Merkel Backs Independent ECB; Sarkozy Seeks Rate Cut (Update2): “German Chancellor Angela Merkel said Germany would resist any attempts to influence the European Central Bank as French President Nicolas Sarkozy pressed for lower interest rates.

“We will resist any attempt to challenge the central bank's independence,” Merkel said at an event in Frankfurt last night to mark the German Bundesbank's 50th anniversary. The “slightest suspicion” that Europe is in two minds about the ECB's freedom from political interference “would threaten the euro's stability,” Merkel said.”

Let the war of words begin. One central bank for many many very DIFFERENT countries with unique economic needs will result in a mixed bag of winners and losers. But which is which?

BOE's King Blames U.K. Law for Foiling Bank Rescue (Update6): “”We're hemmed in by four pieces of legislation,'' King told a parliamentary committee in London today. “The interaction between different pieces of unconnected legislation made it almost impossible for us to act as a lender of last resort in the way that I would prefer.”

Northern Rock, whose roots date to 1850, is the U.K.'s third-biggest mortgage lender, with loans worth 17.4 billion pounds ($35 billion) as of June 30. Its shares fell 28 percent 185 pence today after the Treasury limited a guarantee it made to back deposits. The stock has fallen 85 percent since February.”

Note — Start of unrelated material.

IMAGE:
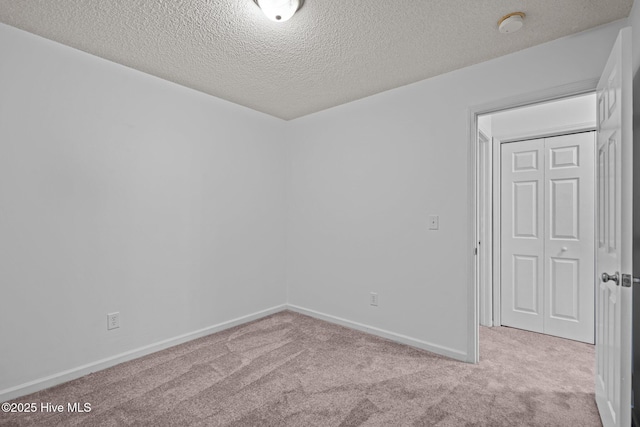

Flip flop. First a BLANKET guarantee. Then a few conditions and limits… That does not inspire confidence. I personally would have closed all my accounts long ago as this is not a risk worth taking.

“King said U.K. company takeover rules make it impossible for regulators to organize the quick sale of a failing bank. He said an EU banking law implemented in 2005 prevented covert lending to support Northern Rock, requiring authorities to announce when a loan has been made.”

Shell, Saudis to Spend $7 Billion on Texas Refinery (Update5): “Royal Dutch Shell Plc and Saudi Arabia will spend $7 billion to more than double the size of their Texas oil refinery, the biggest U.S. expansion in fuel production in three decades.

The joint venture, Motiva Enterprises LLC, will boost capacity at the Port Arthur oil refinery by 325,000 barrels a day, making it the largest in the U.S., by 2010. The facility will process 600,000 barrels a day of crude oil, Motiva said today in a statement. In April last year, the cost was estimated at more than $3 billion.”

Classic. The ‘too little too late’ approach. But hey, at least now they are finally undergoing the “biggest expansion in fuel production in three decades”. It should come online in 2010 AFTER high oil prices have chocked off economic growth… Brilliant. Just brilliant.

Fortis to Raise EU13.4 Billion to Fund ABN Purchase (Update3): “Fortis, part of a group seeking to buy ABN Amro Holding NV in the biggest banking takeover, plans to sell 13.4 billion euros ($18.8 billion) of stock to existing shareholders to help fund the acquisition.

Fortis will sell the shares for 15 euros apiece, the bank said in a statement today, or 44 percent less than yesterday's closing price of 26.63 euros in Brussels. The sale, Europe's second-largest rights offer behind France Telecom SA's 15 billion-euro offering in 2003, will begin Sept. 25.”

WOW. 44%. I guess the ‘irrational exuberance’ that fueled these deals is long gone. But it does look like this will be the preferred route of clearing these large deals that are already in the pipeline.